Yusha
- Pronunciation: YOO-shə
- Gender: male
- Language: Arabic, Hebrew

Origin
- Word/name: Joshua (Hebrew: יְהוֹשֻׁעַ Yĕhôshúa or Hebrew: יֵשׁוּעַ)
- Meaning: God is salvation; hero; brave
- Region of origin: Arab world, Muslim world

Other names
- Alternative spelling: Yoosha, Yousha

= Yusha (given name) =

Male given name

Yusha (يوشع Yūshaʾ) or Yushān is a masculine given name, the Arabic form of Joshua which is of Hebrew origin, meaning "God is salvation".

==Prophet Yusha==
Although Yūshaʾ is not mentioned by name in the Quran, there are references made to him in two places.

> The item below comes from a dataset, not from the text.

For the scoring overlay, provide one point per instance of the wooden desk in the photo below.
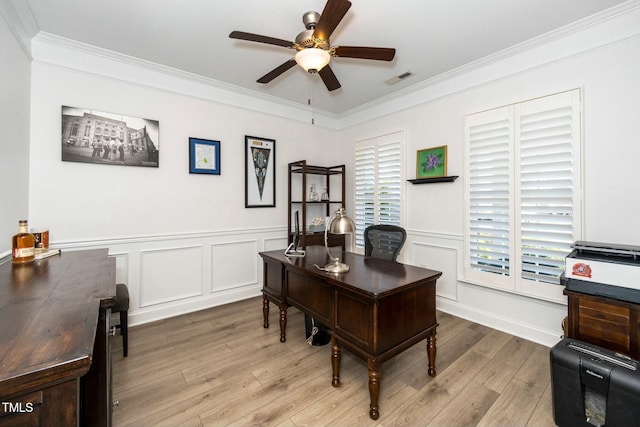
(376, 310)
(54, 346)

قَالَ رَجُلَانِ مِنَ الَّذِينَ يَخَافُونَ أَنْعَمَ اللّهُ عَلَيْهِمَا

Two men of those who feared (God and) on whom God had bestowed His grace said...,

When the Children of Israel declined to obey God and follow His Messenger Musa, two righteous men among them, on whom God had bestowed a great bounty and who were afraid of God and His punishment, encouraged them to go forward.

It was also said that the Ayah reads in a way that means that these men were respected and honored by their people. Ibn Abbas, Mujahid, Ikrimah, Atiyah, As-Suddi, Ar-Rabi` bin Anas and several other Salaf and latter scholars stated that;

These two men were Yusha`, the son of Nun, and Kalib, the son of Yufna.

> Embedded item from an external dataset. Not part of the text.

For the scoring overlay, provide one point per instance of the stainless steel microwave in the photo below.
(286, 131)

These two men said to their people,

ادْخُلُواْ عَلَيْهِمُ الْبَابَ فَإِذَا دَخَلْتُمُوهُ فَإِنَّكُمْ غَالِبُونَ وَعَلَى اللّهِ فَتَوَكَّلُواْ إِن كُنتُم مُّوْمِنِينَ

"Surprise them through the gate, for when you are in, victory will be yours. And put your trust in God if you are believers indeed."

Therefore, they said, if you rely on and trust in God, follow His command and obey His Messenger, then God will give you victory over your enemies and will give you triumph and dominance over them. Thus, you will conquer the city that God has promised you.